A multidimensional generalization of wave digital filters (MDWDFs) first appeared rather early on [44], and most of the initial work involved applications to 2D filter design [118,119]. It is itself an outgrowth of earlier work in the area of multidimensional circuits and systems [20,105,135] where the emphasis was on the synthesis of so-called variable networks (i.e., lumped passive networks with variable elements). The procedure for deriving a wave digital filter is largely the same in multiple dimensions as for the lumped case: to a given reference circuit, made up of elements connected either in series or parallel, various transformations are applied, specifically a change to wave variables, and spectral mappings. The end product is a wave digital network which has nearly all of the same desirable properties as lumped WD networks, especially recursive computability, and insensitivity to signal and coefficient truncation. The difference in MD, however, is that the reference circuit, usually called a multidimensional Kirchoff circuit or MDKC is now far more of a mathematical abstraction than a lumped circuit; the circuit state is a function of several variables, which may or may not include time, and the circuit elements (as well as the connections between them) must be interpreted in a distributed sense. In particular, it is not a circuit which can be ``built'' (except in the case of the variable networks mentioned previously). As such, the major problem confronting the designer of a MDWDF is the construction of this reference circuit [45,44]. Various techniques were put forth, some involving MD circuits obtained by rotation of a known lumped reference network [46]. A good deal of work went into the related synthesis problem for general multidimensional reactance two-ports [8,9,52], which is much more difficult than in the lumped case (and not possible in general).
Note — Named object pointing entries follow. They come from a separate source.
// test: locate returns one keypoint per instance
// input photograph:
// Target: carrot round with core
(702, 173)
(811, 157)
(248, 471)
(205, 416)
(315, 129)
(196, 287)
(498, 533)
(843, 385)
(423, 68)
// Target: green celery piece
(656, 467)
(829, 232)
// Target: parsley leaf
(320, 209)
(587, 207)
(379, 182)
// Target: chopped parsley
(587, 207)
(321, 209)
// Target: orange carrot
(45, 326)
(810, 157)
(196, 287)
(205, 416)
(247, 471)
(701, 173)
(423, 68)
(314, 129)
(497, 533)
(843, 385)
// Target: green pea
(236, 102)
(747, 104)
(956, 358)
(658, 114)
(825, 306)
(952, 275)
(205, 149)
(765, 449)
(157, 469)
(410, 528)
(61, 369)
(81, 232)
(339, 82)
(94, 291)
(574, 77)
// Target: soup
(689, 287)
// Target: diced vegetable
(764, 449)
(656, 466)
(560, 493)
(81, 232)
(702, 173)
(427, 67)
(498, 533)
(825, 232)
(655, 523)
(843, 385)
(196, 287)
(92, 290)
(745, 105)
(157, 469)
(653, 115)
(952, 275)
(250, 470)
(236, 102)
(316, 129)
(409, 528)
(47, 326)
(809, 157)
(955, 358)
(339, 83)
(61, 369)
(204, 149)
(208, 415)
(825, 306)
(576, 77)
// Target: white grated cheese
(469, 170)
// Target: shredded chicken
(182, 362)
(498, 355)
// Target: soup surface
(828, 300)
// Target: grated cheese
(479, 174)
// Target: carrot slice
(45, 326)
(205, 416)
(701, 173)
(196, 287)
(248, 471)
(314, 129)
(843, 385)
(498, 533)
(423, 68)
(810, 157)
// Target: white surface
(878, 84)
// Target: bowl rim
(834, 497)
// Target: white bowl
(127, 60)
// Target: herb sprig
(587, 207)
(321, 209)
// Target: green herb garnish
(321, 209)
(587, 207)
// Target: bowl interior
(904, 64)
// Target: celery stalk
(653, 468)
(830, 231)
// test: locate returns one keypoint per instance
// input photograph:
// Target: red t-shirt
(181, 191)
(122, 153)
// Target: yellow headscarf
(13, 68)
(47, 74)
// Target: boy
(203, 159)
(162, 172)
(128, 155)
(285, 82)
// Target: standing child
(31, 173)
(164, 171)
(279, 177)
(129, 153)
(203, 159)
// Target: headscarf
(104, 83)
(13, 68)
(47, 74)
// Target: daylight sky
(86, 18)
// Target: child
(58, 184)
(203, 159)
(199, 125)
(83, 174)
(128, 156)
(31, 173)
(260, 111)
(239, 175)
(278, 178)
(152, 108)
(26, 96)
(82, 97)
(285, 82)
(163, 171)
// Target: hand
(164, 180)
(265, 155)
The first paper to consider MDWDFs from a simulation perspective appeared in 1990 [59], though it was foreshadowed much earlier in [178]. That is to say, in analogy with the lumped case, a closed MDWD network could be considered to be a simulator of a distributed system which is defined by a system of partial differential equations (PDEs) and represented by an MDKC. Here, unlike for filtering, there is a clear interpretation of the reference circuit, which is simply a symbolic restatement of the defining equations of a particular model system. The wave digital numerical integration approach is applicable to a wide variety of physical systems, including electromagnetics [50], coupled transmission lines [63,106] and elastic solid and beam dynamics [131]. Most surprisingly, the method can be applied to highly nonlinear systems [127] such as those of fluid dynamics [16,49,70], as well as even more complex hybrids, such as the magnetohydrodynamic system [191]. The method requires that the propagation speeds in the problem to be modeled be bounded; this is equivalent to saying that the system should be of hyperbolic type[176]. This requirement is important because numerical methods derived in this way from this approach can be interpreted as explicit finite difference schemes [82]; as such, they must obey a requirement (the Courant-Friedrichs-Lewy criterion [176]) relating the physical region of dependence for the model problem to a similar region on a numerical grid. We would also like to note that a related approach to numerical integration, based on a transfer function formulation has been taken in [108,141,143,144].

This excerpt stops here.